Accountant: job description

Last updated: 22 Jan 2024, 12:59

Accountants are employed by organisations and private clients to audit accounts, provide financial advice and manage accounting processes.

A picture showing an accountant at work

What does an accountant do? | Graduate salaries | Typical employers | Qualifications and training | Key skills

Accountants provide financial advice to clients ranging from multinational organisations and governmental bodies to small independent businesses and individuals. They often specialise in particular areas of practice, including management accounting , internal audit , forensic accounting , taxation , assurance and corporate finance .

Typical duties include:

  • preparing accounts and tax returns
  • auditing financial information
  • compiling and presenting reports, budgets, business plans, commentaries and financial statements
  • analysing business plans
  • providing tax planning services based on current legislation
  • financial forecasting and risk analysis
  • dealing with insolvency situations
  • negotiating the terms of business deals with clients
  • meeting and interviewing clients
  • managing colleagues.

Graduate accountants study for professional qualifications on the job. These qualifications are offered by accounting professional bodes and lead to chartership, which demonstrates to employers, clients and the general public than you have met a range of professional standards. Take a look at our round up of the main accountancy professional bodies and qualifications (from ACCA to ICAS).

Graduate salaries

The 2021 Institute of Student Employers report that the average graduate salary offered by finance and professional services firms is £35,540, but bear in mind that this figure is taken from a select number of employers that are typically the highest payers. The Hays 2021 Salary Survey, meanwhile, suggests that a part-qualified trainee accountant typically earns £20,000–£28,000, depending on location and the professional qualification being studied. Take a closer look at graduate salaries and benefits on offer in accountancy.

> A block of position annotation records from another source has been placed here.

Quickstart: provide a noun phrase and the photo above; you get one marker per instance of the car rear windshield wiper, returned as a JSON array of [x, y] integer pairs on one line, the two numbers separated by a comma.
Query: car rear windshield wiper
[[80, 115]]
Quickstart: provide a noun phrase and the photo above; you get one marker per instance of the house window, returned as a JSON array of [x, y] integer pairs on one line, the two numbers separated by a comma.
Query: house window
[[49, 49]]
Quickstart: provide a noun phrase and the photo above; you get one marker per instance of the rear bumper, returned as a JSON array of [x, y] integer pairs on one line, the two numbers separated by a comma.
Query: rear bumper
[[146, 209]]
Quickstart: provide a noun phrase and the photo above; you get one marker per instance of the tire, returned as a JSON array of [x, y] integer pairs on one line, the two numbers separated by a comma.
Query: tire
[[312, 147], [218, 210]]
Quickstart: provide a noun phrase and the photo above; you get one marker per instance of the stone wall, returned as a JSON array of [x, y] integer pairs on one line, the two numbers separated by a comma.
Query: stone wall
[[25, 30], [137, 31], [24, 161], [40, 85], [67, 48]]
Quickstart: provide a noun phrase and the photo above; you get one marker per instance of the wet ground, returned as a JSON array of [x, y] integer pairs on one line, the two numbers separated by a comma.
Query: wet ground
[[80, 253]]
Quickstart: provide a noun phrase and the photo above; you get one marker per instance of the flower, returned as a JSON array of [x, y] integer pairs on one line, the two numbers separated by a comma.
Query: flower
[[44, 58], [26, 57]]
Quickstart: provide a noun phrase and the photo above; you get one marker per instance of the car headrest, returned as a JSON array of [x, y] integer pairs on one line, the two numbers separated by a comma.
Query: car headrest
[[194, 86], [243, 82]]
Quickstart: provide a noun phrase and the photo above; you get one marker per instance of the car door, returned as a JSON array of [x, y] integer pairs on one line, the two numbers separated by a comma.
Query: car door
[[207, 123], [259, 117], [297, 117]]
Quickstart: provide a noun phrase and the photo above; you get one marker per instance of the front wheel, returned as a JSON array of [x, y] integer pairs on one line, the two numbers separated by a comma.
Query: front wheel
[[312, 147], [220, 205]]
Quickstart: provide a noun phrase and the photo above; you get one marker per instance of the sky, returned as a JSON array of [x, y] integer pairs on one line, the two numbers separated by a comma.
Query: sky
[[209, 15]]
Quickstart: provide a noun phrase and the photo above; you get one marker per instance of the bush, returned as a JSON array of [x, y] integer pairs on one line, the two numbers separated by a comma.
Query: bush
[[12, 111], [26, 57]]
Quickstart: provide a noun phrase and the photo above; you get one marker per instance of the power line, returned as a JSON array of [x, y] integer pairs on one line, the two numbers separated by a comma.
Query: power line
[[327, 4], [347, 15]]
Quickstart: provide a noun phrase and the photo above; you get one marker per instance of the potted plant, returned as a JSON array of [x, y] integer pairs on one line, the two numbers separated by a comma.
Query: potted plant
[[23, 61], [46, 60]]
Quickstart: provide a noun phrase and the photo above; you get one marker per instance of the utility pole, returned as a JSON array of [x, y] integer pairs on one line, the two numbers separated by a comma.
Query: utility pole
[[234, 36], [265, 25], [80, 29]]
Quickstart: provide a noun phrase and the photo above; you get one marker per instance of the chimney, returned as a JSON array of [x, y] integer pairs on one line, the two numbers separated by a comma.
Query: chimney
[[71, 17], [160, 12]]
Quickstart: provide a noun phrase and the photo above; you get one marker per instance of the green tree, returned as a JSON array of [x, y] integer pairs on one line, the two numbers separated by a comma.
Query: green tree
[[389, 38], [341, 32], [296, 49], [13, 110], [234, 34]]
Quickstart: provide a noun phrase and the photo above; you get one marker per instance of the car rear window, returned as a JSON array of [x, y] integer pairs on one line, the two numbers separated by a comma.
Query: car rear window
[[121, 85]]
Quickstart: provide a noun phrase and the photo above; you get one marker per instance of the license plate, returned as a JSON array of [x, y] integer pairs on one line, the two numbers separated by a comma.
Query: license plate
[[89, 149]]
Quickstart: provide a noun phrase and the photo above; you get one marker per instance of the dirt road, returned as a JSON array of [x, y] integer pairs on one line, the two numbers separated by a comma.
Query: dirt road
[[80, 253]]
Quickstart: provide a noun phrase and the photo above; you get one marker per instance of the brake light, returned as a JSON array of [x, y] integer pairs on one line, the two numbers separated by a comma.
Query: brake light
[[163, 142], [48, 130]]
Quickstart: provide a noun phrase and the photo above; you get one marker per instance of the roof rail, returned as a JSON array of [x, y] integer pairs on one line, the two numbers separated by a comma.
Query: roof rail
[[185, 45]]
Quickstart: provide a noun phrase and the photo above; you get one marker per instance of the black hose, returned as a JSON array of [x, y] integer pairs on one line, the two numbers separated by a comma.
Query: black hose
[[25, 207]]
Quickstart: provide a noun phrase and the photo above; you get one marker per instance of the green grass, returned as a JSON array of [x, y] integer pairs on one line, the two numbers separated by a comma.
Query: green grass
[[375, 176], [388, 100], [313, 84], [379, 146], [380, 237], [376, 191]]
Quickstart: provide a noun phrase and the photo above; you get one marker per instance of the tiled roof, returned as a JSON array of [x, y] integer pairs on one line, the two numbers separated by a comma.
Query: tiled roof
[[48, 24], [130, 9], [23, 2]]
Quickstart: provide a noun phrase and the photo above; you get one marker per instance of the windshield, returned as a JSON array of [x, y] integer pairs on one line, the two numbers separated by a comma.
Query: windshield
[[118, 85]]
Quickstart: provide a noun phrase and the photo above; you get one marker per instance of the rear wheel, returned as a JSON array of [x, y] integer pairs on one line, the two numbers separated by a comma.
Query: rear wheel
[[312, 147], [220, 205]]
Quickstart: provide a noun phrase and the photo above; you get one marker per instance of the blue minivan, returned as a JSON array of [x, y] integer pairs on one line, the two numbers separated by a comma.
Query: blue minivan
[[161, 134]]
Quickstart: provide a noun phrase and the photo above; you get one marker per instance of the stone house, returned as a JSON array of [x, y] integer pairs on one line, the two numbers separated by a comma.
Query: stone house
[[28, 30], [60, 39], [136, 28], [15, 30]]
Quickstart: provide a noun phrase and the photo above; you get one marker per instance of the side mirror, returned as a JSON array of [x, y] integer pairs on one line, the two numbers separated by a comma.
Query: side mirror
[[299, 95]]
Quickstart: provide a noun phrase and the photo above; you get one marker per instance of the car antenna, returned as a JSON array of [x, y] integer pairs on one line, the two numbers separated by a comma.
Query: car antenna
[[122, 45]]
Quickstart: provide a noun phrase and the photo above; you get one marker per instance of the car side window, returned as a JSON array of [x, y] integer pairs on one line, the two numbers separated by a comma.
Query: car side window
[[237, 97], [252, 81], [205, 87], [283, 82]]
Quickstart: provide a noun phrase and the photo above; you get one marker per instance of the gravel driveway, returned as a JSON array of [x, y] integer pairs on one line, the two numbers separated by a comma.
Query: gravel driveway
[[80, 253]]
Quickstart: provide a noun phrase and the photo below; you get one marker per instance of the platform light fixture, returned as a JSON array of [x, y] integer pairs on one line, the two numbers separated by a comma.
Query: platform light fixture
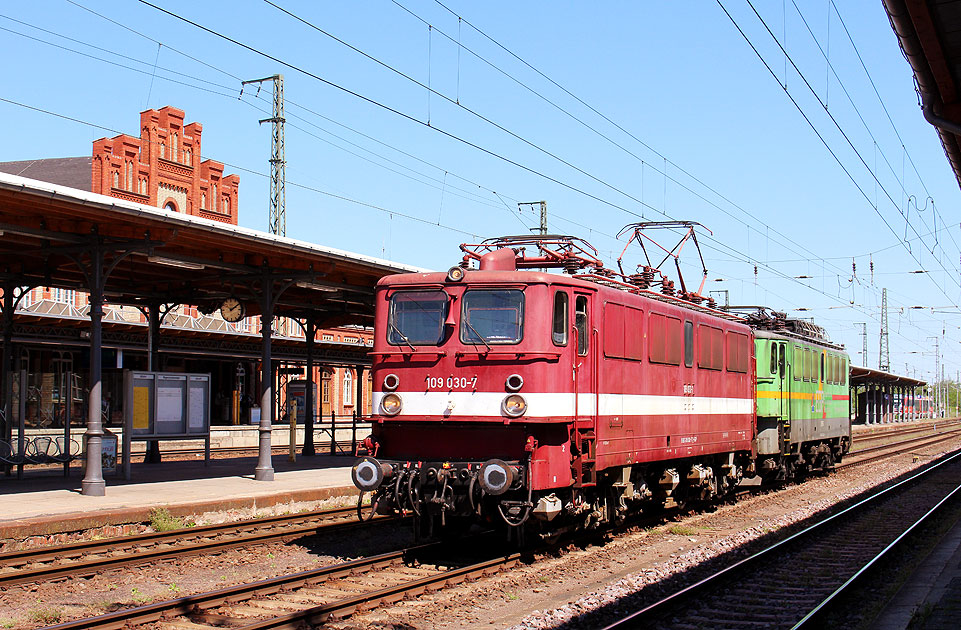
[[174, 262], [316, 287]]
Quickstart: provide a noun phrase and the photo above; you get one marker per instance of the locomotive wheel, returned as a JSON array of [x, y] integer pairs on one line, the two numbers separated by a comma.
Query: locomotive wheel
[[367, 512]]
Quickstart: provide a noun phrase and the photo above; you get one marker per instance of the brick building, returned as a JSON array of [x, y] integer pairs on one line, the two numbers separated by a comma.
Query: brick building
[[161, 168]]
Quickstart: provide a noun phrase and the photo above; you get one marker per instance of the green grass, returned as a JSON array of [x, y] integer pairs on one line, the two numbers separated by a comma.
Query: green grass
[[682, 530], [161, 520], [46, 615]]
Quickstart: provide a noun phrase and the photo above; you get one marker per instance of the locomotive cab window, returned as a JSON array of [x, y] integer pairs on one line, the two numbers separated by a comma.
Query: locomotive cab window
[[492, 316], [561, 317], [417, 317], [580, 324]]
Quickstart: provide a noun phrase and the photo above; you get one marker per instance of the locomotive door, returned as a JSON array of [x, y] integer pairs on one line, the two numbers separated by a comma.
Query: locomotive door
[[584, 437]]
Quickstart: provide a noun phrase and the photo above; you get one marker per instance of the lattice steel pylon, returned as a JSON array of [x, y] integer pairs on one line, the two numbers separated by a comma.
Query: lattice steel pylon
[[278, 213], [864, 342], [884, 359]]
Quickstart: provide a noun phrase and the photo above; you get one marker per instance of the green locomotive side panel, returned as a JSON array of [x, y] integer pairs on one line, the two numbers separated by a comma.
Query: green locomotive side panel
[[802, 393]]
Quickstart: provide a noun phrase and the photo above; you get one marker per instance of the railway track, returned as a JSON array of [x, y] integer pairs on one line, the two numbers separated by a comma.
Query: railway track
[[91, 556], [807, 574], [310, 597]]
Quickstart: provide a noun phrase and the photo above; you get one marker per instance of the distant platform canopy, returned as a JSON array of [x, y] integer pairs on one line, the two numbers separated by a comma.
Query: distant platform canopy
[[49, 232], [867, 376], [929, 34]]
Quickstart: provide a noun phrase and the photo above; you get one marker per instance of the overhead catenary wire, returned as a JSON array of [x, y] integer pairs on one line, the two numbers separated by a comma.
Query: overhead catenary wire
[[817, 132]]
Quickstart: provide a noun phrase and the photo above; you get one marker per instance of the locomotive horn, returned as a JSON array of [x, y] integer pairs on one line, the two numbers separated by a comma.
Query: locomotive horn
[[368, 474], [495, 477]]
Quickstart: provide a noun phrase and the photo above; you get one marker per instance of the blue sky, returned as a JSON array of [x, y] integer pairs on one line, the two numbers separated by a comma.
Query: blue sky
[[680, 90]]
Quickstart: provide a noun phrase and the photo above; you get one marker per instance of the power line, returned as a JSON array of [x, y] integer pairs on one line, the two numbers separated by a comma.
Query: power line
[[814, 128]]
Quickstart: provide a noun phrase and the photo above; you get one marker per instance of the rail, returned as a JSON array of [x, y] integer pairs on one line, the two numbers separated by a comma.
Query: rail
[[789, 565], [87, 557]]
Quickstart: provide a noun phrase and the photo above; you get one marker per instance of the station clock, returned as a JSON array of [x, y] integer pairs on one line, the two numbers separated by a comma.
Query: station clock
[[232, 310]]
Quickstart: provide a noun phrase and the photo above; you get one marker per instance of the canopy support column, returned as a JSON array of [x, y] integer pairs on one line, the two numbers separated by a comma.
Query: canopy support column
[[310, 330]]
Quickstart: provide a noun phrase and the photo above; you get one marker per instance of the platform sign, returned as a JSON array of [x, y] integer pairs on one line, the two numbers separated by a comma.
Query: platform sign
[[167, 404], [297, 396]]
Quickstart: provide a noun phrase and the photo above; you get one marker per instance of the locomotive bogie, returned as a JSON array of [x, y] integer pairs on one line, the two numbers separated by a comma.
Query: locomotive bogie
[[563, 402]]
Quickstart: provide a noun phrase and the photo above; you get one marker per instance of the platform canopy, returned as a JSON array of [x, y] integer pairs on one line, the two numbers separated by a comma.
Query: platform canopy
[[929, 32], [867, 376], [47, 234]]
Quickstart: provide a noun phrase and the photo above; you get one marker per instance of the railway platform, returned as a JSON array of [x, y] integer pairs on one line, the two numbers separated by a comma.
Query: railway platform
[[47, 503]]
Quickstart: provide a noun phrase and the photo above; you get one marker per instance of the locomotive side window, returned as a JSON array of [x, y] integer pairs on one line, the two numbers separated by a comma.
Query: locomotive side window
[[710, 347], [580, 323], [561, 317], [622, 331], [417, 317], [665, 339], [492, 316], [738, 352]]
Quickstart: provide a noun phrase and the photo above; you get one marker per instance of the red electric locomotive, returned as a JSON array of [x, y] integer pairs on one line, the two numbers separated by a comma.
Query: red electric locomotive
[[560, 400]]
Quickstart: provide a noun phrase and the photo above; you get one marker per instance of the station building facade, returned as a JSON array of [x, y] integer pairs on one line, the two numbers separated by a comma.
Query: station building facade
[[163, 168]]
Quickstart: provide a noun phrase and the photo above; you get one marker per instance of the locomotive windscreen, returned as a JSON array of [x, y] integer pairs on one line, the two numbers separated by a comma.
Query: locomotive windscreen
[[493, 316], [417, 317]]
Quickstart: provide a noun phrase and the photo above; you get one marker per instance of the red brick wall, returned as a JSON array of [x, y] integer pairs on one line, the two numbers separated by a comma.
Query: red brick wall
[[164, 167]]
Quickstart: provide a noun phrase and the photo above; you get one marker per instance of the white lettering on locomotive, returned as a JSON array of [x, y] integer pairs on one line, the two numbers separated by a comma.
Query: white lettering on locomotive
[[450, 383]]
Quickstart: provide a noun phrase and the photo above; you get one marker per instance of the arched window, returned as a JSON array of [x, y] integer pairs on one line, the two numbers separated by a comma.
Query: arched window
[[348, 389]]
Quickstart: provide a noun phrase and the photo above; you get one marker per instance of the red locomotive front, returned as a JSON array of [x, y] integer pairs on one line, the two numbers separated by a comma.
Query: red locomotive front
[[506, 393]]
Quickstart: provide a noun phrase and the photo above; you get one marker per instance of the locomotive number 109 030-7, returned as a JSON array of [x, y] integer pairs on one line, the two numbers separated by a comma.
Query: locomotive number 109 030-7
[[451, 382]]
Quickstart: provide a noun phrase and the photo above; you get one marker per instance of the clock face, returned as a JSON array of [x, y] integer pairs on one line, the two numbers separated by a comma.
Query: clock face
[[232, 310]]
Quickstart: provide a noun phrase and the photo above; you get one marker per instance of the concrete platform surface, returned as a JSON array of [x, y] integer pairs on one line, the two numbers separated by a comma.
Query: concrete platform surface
[[931, 597], [46, 502]]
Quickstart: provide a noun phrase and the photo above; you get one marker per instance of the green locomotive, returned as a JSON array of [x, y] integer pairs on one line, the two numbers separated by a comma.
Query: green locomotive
[[803, 413]]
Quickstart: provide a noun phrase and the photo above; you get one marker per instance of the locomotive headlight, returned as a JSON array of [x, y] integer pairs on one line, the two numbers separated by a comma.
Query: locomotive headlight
[[368, 474], [391, 404], [391, 381], [495, 476], [514, 406]]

Typical employers of accountants

  • Private accountancy firms.
  • Professional services firms.
  • Banks.
  • Charities and not for profit organisations.
  • Commercial and corporate organisations.
  • Governmental bodies.
  • Public sector bodies.

Vacancies are advertised on targetjobs , by careers services and on national newspapers’ websites. Professional accounting bodies (such as the Association of Chartered Certified Accountants and the Institute of Chartered Accountants in England and Wales) also advertise graduate roles.

Qualifications and training required

There are routes into a career in accountancy for both university graduates and school leavers.

Requirements for graduate jobs reflect those set by the various professional bodies offering the professional accounting qualifications you’ll work towards. However, generally, graduates need an honours degree in any discipline, although if you’ve passed specific accounting, business, law or management modules, you may be exempt from some of the steps on the way to qualification.

You’ll also need three GCSEs and two A-levels (or equivalent) to be accepted to study some professional accounting qualifications. Traditionally, graduates needed at least a 2.1 degree, but some firms – including the Big 4 – have relaxed their entry requirements.

Professional accounting qualifications take at least three years to complete and can be demanding as you’ll be working while studying. Employers will offer graduates study leave and support while studying, and it’s important to consider these carefully to give yourself every chance of success.

As part of the training, you must complete three years of relevant work experience. Prior experience gained through internships may count toward this if it meets certain development objectives and was supervised by an employer approved by the qualification provider. Here's a list of key organisations offering professional qualifications in accounting:

To qualify, you’ll need to meet all training objectives, pass exams and complete a professional ethics assessment. Training doesn’t stop once you’ve achieved chartered status: you’ll keep learning through continuing professional development (CPD).

Key skills for accountants

  • The ability to reflect on your own work as well as the wider consequences of financial decisions.
  • Numeracy.
  • Business acumen and interest.
  • Organisational skills and the ability to manage deadlines.
  • Teamworking ability.
  • Strong communication and interpersonal skills.
  • Proficiency in IT.
  • Analytical ability.
  • A methodical approach and problem-solving skills.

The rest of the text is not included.